A primer on Christian Political Theology

16 Sep


Some may disagree with the author’s seemingly strong association between the Kingdom of God and the nation-state of Israel, or the seemingly wholly futurist end of the ages fulfillment of promises made to OT Israel (no fulfillment in the redeemed church), or its overall earthy emphasis, but the rest is pretty solid.

James Patrick:

I must begin with the proviso that this is a summary of how I personally understand the gospel, the message of the Bible, to relate to the imminent referendum for Scottish independence from the United Kingdom. Others have different views about politics and about the connection between earthly kingdoms and the Kingdom of God; this is my initial attempt at a biblical theology of politics. However, I humbly ask the Christian reader to “examine the Scriptures… to see whether these things are so” (Acts 17:11).

1.  Politics is Jesus’ speciality

Colossians 1:16 says that “in Jesus all things were created, in the heavens and on earth, visible and invisible, whether …”  We would expect Paul to continue “… oceans or mountains or stars”.  Instead, he specifies “thrones or dominions or rulers or authorities” – all of these “have been created through Jesus and for Jesus”.  That is hugely important.  Psalm 86:9 says “All nations whom You have made shall come and worship before You, O Lord”.  Paul goes further, explaining that every form of authority was actually designed with Jesus in mind, as the only one who can properly handle it.
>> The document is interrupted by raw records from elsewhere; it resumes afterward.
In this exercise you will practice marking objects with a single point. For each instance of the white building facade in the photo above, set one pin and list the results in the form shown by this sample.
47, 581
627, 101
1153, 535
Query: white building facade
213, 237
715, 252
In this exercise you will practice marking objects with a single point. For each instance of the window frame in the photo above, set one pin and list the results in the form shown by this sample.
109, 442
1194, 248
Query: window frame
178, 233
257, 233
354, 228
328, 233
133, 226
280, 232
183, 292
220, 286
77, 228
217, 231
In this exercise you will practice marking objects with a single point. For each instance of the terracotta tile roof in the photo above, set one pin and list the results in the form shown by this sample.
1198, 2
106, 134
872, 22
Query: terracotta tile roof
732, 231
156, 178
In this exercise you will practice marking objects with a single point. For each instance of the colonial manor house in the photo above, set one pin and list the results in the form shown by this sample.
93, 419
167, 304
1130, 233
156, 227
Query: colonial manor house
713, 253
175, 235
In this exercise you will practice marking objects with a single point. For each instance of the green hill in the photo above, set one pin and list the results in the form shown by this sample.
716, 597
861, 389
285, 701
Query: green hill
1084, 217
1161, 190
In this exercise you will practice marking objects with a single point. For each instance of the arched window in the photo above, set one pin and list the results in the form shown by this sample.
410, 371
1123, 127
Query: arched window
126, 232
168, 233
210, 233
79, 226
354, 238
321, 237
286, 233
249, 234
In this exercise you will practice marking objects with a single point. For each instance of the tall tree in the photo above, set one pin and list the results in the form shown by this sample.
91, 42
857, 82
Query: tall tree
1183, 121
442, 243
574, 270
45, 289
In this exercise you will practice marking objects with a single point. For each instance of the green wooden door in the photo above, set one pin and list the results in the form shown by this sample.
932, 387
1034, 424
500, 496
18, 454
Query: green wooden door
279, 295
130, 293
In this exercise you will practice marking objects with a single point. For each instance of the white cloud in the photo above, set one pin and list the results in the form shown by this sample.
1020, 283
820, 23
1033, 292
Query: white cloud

We could be specific, then:  The United States, a federal republic, was created through Jesus and for Jesus.  China, a socialist republic, was created through Jesus and for Jesus.  Saudi Arabia, an absolute monarchy, was created through Jesus and for Jesus.  The European Union, with its Parliament, Council, and Commission, was created through Jesus and for Jesus.  The United Nations, with its General Assembly, Security Council, and so on, was created through Jesus and for Jesus.  No political system can function properly without His direct oversight and allegiance to Him.  Yet all leadership that genuinely seeks to take responsibility to care for others is a reflection of His character (Eph 3:14-15; Ps 22:27-28; Ps 82), and therefore derives its authority from Him (John 19:10-11; Rom 13:1-7; 1Pet 2:13-17).

2.  God’s plan is for global political unity

A.  Only one legal ruler of humanity
Humanity was designed politically on the model of a family, with Adam as its first ruler, followed by his son Seth, who as the promised ‘seed’ was given authority over his siblings (Gen 4:1-2, 9, 25; Ps 22:27).  This line of authority continued via Enoch to Noah (Gen 5:29), via Shem (Gen 9:26-27;11:31) to Abraham, Isaac, and Israel (Gen 17:19-21; 26:3-5; 28:13-15).  Then among Israel’s twelve sons, Judah was given the authority (Gen 49:8-12), and therefore his descendant David was legally ruler of Israel and thus of all nations, for their blessing (Ps 18:43-50; 72:8-11).  Jesus was the direct heir of David’s throne (Matt 1:1-21; cf. 1Chron 1:1–3:24), and therefore legally took responsibility for the actions of His people by dying in their place as ‘King of the Jews’ (John 19:14-22; Num 30:15).  At the same time, though, He was also dying as the rightful King of all nations, who alone could legally pay for the sins of any Gentile peoples who accepted His authority (Rom 5:12-21).  Having appeared the first time to deal with sins, He will come a second time to fulfil all of God’s promises of salvation and restoration of all things (Heb 9:28; Acts 3:19-21; Matt 19:28-29).

B.  Global government awaits its appointed time
From the beginning God has been actively governing all nations.  Adam and Eve, and then Noah, were given humanity’s commission to “fill the earth” (Gen 1:27-28; 9:1), and yet soon after the Flood, humanity attempted a premature political unity at the Tower of Babylon, in disobedience to their commission (Gen 11:1-9).  God thwarted their intention at that time by dispersing humanity and creating nations (Gen 10), but at the same time called Noah’s heir Abram to be a blessing to all the nations (Gen 12:1-3).  Ever since Abram’s day, many nations have attempted to create empires (Gen 14), but the one nation that inherited Abram’s authority has had to wait for God’s timing, while being used by Him to bless other nations (Acts 3:25-26).  Prophets from God’s chosen people Israel not only elaborated God’s future plans for Israel and its promised King to govern all nations (Isa 11; 60; Mic 4; Zec 9–10), but also took God’s messages to other nations and empires (Amos 1–2;Isa 13–23; Jer 25; 46–51; Ezek 25–32; Heb 1:1-2).  Yet even when the promised King finally arrived, after His resurrection and return from Galilee to Jerusalem, it was still not yet time for Jesus to take up the throne of His father David over the nations.  His disciples were expecting these promises of the prophets to be fulfilled immediately for Israel (Acts 1:3, 6; 3:21; Luke 19:11-28; 22:28-30), but they had not grasped how vital all other nations were to His kingdom also (Matt 24:14, 30-31).